Dans la phase de décomposition du capitalisme, dès lors que la souveraineté se délite (voir Robert Kurz, La fin de la politique), le rapport juridique et contractuel entre États ne peut manquer de se déliter, et la forme-droit moderne, à l’intérieur même de ces Etats, est remise en cause. Cela signifie que le véritable noyau de violence et d’arbitraire du capitalisme et de sa forme juridique apparaît à visage découvert : l’état d’exception y devient permanent. Le pouvoir en place, en voulant maintenir par tous les moyens la validité universelle de son principe de réalité, ne défend plus ainsi sa propre forme-droit. Il enfreint systématiquement son propre droit, qui ne représente rien d’autre que le rapport formel entre sujets modernes pris dans le rapport capitaliste.
Dans le procès de crise du capitalisme, on assiste ainsi à la perte objective de substance du sujet du travail et de l’argent qui entraîne la perte de substance du sujet du Droit et de l’État : la citoyenneté s’en trouve en grande partie « suspendue ». Mais dans la « phase de la subsomption réelle de l'individu sous la forme-sujet moderne » (Lohoff, voir Jappe, La société autophage), la relation entre l'intériorisation et l'exécution des exigences sociales que l'on s'impose à soi-même comme aux autres et la perte de substance du sujet dans le contexte global du néo-état d'exception permanent, met à mal plus encore la dure vie des « porteurs » vivants de la valeur pris dans les sentiments contradictoires de toute puissance illusoire et d'impuissance réelle. Devenus à la fois sujet économique et sujet politique après leur remodelage auto-disciplinaire de toute une vie et après avoir expulsé d'eux-mêmes tout ce qui n'a pas la forme d'un « travail » et la forme de la « valeur », les individus-subsumés exigent d'autant plus leur dû qu'ils ne le voient plus venir, en frappant avec fracas de leurs petites mains leur poitrail de sujet de la société moderne, de toute la rage de leur impuissance et de leur volonté de toute puissance.
Rétrospectivement, la dénonciation même des « violences policières » depuis le début des années 2000 - expression de la mise à découvert du véritable noyau de violence au cœur de la vie moderne - s'inscrit ainsi de manière non réflexive, même chez les pires « radicaux », dans le terrain citoyenniste et « démocrate radical » - selon l'expression de l'altercapitaliste canal populiste, Chantal Mouffe - de la revendication de l'Etat de droit et de la démocratie.

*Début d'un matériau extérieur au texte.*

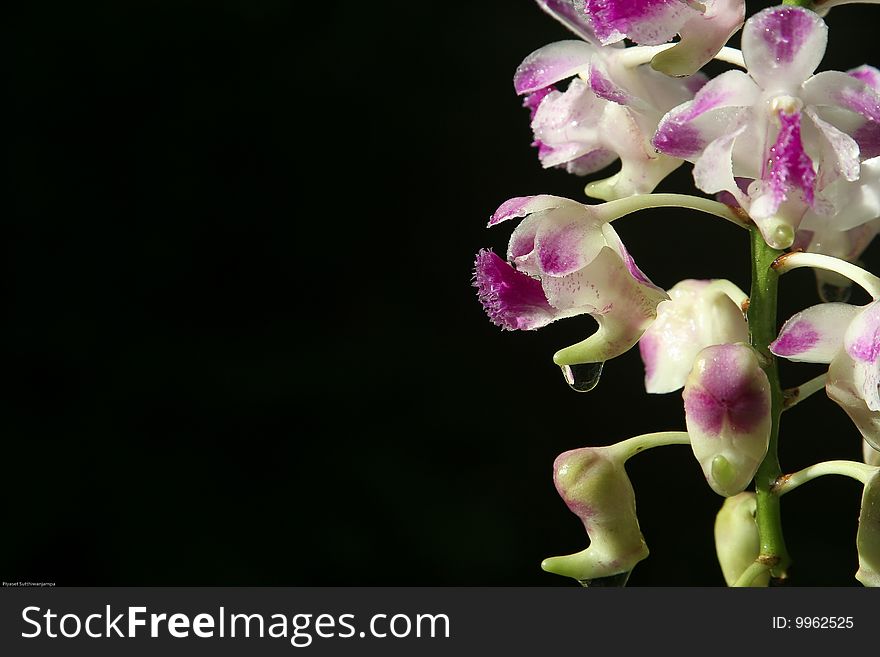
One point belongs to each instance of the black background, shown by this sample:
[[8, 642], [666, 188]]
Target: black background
[[242, 344]]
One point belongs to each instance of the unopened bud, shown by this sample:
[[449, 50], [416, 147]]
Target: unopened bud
[[737, 542], [596, 488], [727, 409]]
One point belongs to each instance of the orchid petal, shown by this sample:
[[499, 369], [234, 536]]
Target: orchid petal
[[867, 74], [815, 335], [862, 343], [570, 13], [520, 206], [727, 409], [839, 157], [782, 46], [699, 314], [788, 169], [596, 488], [843, 390], [512, 300], [713, 171], [648, 22], [687, 129], [567, 125], [622, 303], [702, 36], [552, 63]]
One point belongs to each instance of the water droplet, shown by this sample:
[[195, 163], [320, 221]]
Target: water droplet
[[619, 581], [582, 377], [829, 292]]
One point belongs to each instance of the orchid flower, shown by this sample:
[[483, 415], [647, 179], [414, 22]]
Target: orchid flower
[[727, 409], [848, 338], [698, 314], [595, 487], [565, 259], [609, 110], [868, 535], [793, 134], [737, 542], [845, 336], [704, 27]]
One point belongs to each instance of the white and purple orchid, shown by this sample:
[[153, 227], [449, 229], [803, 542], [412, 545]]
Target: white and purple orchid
[[795, 157], [704, 27], [594, 485], [846, 337], [727, 409], [793, 134], [697, 315], [565, 259], [609, 110]]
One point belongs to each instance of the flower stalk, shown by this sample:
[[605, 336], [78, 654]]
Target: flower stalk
[[762, 331]]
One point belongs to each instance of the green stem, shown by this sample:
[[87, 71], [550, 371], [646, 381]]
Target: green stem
[[751, 573], [626, 449], [762, 331], [859, 471]]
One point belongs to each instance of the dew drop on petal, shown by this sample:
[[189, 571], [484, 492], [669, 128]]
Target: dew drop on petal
[[619, 580], [582, 377]]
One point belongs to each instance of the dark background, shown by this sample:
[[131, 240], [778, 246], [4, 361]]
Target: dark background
[[242, 345]]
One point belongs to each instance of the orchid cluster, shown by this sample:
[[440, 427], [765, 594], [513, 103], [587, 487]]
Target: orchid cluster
[[790, 155]]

La lutte encodée de manière sous-jacente dans l'affirmation même de la forme-sujet pleine et entière s'effectue en leur nom, que la police redevienne démocratique au service du citoyen ou au profit de quelques cellules dormantes de l' « Etat profond », de nervis d'extrême-droite nichés dans l'appareil policier ou de l'« oligarchie financière ». « L'Etat , le vrai, c'est nous ! ». L'horizon de la lutte à gauche contre les « violences policières », ou celui de l'indignation et de la dénonciation des observateurs inquiets, horizon intériorisé tout de go par le bon sens capitaliste et la presse bourgeoise aux aguets de la prochaine « bavure policière », reste celui d'un Etat de droit non dévoyé et d'une démocratie non formelle mais réelle. A tout moment, ce genre de critique tronquée et fétichisée, peut même participer, à gauche comme à droite, de la nausée populiste affirmant le « peuple-démos » productif du capital contre ses seules élites de fonction entourées des petits amis de l'ombre présidentielle.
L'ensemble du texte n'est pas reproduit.